Everyone who has ever worked a high stress job can attest that you form a special bond with the people fighting beside you, especially if you're working in the food service industry. When it means more than a paycheck every week, like it is for Carmy and Sydney, you start to do more than rely on the people in it with you. Carmy and Sydney have the same dreams (window on the side– for sandwiches), but even more they share the same drive. The need to make this work, to prove themselves, whether it be to dead brothers or skeptical fathers. Viewers recognize that no matter how the chips fall, they are destined to find each other. They are twin flames in every sense, their insane work ethic and urge to make sure the people they love are okay reflecting each other in every episode. Particularly in this season, their dynamic shifted from Sydney dazzled by Carmy’s Michelin stars to a more frank and equal relationship. He's able to talk to her about things that trouble him more than anyone else on the show outside his AI-Anon Meetings. In turn Sydney knows that she can laugh about serious things with him, while being vulnerable in a way that she isn't as much with other people.
Sydney is equally upset that Claire is taking attention away from their dream, but also their partnership. She, like any good friend, pushes Carmy to realize that calling Claire just a friend is not right. But, when he responds that he doesn't want to be an asshole, it looks like Claire is far from his mind. It's about the two of them. And Sydney is always more than gracious to Carmy. Gracious to what they share. She just shyly smiles and says “Well don't be.” Their nervous giggles after this exchange can't just be signed off as the relief of traveling a difficult conversation with a friend. Or as simply the blushes of a burgeoning love. It’s an even sweeter and vulnerable middle. It's what makes every scene with the two of them electric.

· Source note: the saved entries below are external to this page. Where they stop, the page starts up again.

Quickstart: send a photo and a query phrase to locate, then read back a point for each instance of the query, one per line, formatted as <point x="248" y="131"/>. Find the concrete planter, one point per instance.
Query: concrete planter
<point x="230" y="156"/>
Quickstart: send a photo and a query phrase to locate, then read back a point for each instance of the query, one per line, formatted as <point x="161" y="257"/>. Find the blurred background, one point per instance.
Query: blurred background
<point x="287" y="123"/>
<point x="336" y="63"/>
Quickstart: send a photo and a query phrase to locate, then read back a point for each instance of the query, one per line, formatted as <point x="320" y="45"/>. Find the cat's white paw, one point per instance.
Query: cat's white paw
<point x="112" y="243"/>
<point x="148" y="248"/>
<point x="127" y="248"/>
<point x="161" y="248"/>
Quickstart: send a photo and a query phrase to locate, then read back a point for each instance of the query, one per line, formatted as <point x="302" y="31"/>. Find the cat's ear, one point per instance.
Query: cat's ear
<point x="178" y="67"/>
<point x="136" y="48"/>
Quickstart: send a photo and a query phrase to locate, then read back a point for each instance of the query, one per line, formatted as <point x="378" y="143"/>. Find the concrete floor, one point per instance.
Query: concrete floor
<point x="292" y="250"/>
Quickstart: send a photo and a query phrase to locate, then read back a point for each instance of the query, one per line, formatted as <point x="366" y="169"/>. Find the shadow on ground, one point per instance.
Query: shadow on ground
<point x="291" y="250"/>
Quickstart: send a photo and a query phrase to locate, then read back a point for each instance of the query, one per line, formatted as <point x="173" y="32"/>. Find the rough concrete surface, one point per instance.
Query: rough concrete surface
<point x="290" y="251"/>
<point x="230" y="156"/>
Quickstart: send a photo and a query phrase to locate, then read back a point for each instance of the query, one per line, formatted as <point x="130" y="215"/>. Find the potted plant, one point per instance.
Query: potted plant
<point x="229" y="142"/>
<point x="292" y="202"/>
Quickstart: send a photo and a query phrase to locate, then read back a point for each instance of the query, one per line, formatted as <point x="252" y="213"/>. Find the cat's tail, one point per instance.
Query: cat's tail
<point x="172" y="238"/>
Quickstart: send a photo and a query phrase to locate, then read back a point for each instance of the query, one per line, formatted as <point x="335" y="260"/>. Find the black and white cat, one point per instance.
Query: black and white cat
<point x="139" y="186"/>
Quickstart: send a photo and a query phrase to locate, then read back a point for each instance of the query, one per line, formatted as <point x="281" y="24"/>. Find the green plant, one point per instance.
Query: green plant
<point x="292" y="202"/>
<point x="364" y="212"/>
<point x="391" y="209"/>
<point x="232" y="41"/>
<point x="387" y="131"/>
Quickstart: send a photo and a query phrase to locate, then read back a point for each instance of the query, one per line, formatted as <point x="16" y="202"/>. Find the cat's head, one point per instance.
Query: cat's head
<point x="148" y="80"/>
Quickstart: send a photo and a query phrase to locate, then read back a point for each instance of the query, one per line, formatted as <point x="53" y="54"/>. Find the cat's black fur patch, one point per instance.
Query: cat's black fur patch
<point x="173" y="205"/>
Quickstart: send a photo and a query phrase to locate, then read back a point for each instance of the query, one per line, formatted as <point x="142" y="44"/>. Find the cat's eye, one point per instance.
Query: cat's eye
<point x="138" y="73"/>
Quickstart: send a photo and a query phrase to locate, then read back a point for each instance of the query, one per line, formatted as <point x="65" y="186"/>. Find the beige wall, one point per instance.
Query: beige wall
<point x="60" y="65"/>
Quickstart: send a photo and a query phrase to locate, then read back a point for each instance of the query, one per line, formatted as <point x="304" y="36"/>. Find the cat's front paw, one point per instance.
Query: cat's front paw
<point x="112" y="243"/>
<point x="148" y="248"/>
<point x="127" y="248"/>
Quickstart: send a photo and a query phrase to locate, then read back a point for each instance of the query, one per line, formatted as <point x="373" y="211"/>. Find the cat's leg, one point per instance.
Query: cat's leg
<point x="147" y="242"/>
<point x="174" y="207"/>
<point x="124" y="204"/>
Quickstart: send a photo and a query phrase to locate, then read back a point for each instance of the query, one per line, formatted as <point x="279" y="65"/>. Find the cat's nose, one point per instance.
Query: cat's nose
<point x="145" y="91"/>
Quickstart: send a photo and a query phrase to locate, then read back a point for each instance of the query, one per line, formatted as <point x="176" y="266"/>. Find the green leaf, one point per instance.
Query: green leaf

It obviously helps that the cast of The Bear are enormously talented and have great chemistry with every person they come across on screen. It's not Ayo Edebiri’s fault that she is so lovable and adorable that the audience picture her with everyone. Because Sydney is a lot of things, as well as a good friend. One that sends her friends to Copenhagen to discover new recipes. That sees the potential in others and asks them to become her sous chef. Carmy said it best: Sydney likes taking care of people. And the soft look in his eyes when he says that isn't just songbird romance or cut and dry acquaintance. It's a heady mix of both. It's seeing another person more clearly than they do themselves. A promise to stick around if it gets tough, when it gets tough. It's friendship, it's true love, it's everything.